Chancellor Jeremy Hunt announced a new ‘British ISA’ in last week’s Spring Budget.
He’s proposing to give investors an additional £5,000 allowance on top of the current £20,000 ISA allowance to invest specifically in the UK market.
I’ll make a few observations on the proposal. And then look at some of the opportunities the market’s offering investors right now.
Patriotic gimmickry
The Chancellor presented the new ISA as part of a package of measures to support British businesses.
In reality, though, unless we’re buying new shares issued by a company in a fundraising (such as a rights issue or placing) our money isn’t flowing into the business. We’re not providing it with any capital to help it grow – by, say, developing new products or expanding into new countries.
For the most part, our £5,000 will go into the pockets of fellow investors who happen to be selling their shares.
As such, the British ISA smacks to me of patriotic gimmickry in an election year. It would have been a lot easier for everyone if the Chancellor had simply increased the existing £20,000 ISA allowance to £25,000.
Waiting game
Another thing to note is that this new ISA hasn’t actually been launched yet. And won’t be any time soon.
There’s a consultation period until 6 June. The government will then need to review the responses and formulate the rules governing which investments will be eligible. And after that, providers will need time to build the new product.
It’s unlikely to be launched before April next year – if it’s launched at all. Ultimately, the Conservatives may not commit to the idea. Or Labour – if they get into power – may ditch it.
Eligibility
At the moment, what would constitute an eligible investment for the British ISA is also an open question.
It looks like all London-listed stocks could be eligible. This would include not only individual operating businesses, but also UK-listed investment companies, such as the venerable City of London Investment Trust.
This trust has served UK investors well for many decades.
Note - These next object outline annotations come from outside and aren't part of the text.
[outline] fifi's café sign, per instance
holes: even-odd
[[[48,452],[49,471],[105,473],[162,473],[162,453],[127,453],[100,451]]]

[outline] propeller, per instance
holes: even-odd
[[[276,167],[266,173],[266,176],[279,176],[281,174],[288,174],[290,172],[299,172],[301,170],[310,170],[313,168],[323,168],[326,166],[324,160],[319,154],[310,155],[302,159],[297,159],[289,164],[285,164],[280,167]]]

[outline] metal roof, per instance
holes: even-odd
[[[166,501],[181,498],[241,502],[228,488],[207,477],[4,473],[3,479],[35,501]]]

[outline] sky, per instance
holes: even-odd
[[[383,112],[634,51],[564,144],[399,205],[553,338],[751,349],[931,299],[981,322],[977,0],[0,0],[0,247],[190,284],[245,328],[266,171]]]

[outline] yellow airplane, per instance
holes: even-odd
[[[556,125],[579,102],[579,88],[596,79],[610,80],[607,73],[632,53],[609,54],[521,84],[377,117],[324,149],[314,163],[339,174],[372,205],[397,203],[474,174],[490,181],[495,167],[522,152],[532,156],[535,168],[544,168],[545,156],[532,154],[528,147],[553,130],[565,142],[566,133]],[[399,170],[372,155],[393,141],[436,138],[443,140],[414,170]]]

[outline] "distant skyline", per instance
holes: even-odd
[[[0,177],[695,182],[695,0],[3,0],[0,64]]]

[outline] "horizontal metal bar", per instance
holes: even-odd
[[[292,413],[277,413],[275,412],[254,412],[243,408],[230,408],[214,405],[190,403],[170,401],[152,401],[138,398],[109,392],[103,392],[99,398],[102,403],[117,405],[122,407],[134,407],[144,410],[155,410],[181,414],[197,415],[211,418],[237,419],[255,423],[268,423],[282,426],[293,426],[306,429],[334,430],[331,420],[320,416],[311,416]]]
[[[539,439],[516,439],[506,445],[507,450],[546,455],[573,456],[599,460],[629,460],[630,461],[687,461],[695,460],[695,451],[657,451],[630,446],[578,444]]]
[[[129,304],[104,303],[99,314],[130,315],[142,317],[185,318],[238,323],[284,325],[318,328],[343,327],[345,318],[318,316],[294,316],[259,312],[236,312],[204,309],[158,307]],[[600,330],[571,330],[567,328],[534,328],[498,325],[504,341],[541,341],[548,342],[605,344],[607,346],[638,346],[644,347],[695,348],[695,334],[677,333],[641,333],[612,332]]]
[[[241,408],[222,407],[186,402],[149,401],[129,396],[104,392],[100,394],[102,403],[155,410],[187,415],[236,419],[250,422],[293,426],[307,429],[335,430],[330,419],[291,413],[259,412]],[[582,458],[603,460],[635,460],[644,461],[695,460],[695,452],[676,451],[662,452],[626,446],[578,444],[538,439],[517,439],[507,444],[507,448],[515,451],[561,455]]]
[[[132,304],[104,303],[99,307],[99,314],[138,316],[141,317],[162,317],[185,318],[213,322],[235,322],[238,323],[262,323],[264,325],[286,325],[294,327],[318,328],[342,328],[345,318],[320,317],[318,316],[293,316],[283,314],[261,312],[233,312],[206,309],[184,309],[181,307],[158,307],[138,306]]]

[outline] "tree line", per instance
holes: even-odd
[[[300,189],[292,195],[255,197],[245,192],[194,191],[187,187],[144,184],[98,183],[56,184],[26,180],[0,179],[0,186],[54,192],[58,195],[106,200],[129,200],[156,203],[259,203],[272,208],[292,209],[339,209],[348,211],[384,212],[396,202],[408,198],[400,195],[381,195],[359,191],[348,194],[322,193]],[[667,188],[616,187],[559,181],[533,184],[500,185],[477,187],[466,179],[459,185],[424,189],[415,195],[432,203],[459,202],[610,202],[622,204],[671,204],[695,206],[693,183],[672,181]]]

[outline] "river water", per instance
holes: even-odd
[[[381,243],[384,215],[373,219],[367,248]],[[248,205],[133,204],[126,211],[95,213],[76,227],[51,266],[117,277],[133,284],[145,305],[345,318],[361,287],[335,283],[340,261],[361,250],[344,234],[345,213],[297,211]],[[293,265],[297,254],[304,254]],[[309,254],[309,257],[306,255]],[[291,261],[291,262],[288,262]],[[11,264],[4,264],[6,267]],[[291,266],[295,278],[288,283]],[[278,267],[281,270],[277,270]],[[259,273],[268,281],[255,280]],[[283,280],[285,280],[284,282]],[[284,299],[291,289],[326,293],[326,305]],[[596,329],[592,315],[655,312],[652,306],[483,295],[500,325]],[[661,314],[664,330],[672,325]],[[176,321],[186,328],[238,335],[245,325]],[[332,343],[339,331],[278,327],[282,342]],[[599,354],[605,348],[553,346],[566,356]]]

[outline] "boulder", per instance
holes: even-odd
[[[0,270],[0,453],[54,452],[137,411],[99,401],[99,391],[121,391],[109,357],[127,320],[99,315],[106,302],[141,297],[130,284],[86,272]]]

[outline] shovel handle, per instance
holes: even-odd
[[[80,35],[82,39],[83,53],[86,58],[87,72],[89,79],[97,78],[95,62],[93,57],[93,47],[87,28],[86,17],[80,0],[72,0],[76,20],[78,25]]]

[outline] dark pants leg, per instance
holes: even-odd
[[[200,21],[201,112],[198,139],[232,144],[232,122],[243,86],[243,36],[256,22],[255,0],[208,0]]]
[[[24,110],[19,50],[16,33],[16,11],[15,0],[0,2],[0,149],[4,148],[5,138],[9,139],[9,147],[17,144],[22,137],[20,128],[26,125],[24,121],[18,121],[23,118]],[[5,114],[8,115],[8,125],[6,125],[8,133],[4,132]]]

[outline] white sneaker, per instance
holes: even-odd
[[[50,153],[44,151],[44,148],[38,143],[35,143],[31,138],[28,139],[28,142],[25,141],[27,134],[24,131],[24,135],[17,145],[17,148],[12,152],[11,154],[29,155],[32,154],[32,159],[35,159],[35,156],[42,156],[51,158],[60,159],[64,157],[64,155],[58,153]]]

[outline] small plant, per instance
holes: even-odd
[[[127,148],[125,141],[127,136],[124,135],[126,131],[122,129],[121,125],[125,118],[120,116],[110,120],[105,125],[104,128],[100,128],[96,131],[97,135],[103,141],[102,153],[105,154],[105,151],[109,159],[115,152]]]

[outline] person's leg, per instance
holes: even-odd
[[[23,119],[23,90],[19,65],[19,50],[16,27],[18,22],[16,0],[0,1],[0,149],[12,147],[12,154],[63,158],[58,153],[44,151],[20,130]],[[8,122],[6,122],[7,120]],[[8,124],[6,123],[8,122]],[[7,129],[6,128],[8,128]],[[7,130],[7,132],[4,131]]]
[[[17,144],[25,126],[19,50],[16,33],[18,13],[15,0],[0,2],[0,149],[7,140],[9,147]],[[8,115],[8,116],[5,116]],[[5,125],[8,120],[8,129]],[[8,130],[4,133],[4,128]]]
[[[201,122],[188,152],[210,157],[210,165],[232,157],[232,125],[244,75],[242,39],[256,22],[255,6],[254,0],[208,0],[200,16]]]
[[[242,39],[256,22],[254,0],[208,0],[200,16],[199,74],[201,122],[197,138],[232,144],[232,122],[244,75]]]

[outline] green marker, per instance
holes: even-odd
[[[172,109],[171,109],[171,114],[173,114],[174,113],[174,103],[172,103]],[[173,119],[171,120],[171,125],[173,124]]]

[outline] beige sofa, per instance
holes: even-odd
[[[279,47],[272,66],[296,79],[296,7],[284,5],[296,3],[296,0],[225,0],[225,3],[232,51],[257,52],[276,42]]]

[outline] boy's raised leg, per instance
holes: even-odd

It has an unrivalled record of having increased its dividend for 57 consecutive years.
Still, there’s some uncertainty about whether it (and others like it) will be eligible. There’s less doubt about the individual stocks in its portfolio.
Footsie companies
To look at what the UK market has to offer in the way of big FTSE 100 names, City of London’s roll of top 10 holdings isn’t a bad place to start.
The table below lists them. And I’ve added columns illustrating the industries they operate in, their current share prices, and my calculations of their valuations on a couple of measures: price-to-earnings (P/E) and dividend yield.
Myriad options
A couple of things in the table strike me immediately.
First, aside from the two companies in the same sector (Shell and BP), the holdings represent a diverse range of industries. And second, there’s a wide variation in their valuations.
At one end we’ve got Relx with a P/E of almost 30 and a yield of just 1.7%. At the other, British American Tobacco with a mid-single-digit P/E and yield of over 10%.
At the end of the day
Value investors and high income seekers will naturally be drawn to stocks with low P/Es and big yields. Conversely, growth investors are always likely to gravitate towards stocks with high P/Es and little or no yield.
Both approaches are capable of delivering healthy returns on investment. And of course, both are capable of disappointing.
In this context, I’d stress that P/Es and dividend yields aren’t the be all and end all of successful investing. Also, that the companies I’ve mentioned are just 10 of literally hundreds listed on the London Stock Exchange.
The proposed new £5,000 British ISA may be a bit gimmicky, and if it does launch it’ll be more restrictive than the existing £20,000 ISA. But at the end of the day, any increase in the amount investors can shield from the taxman surely can’t be a bad thing!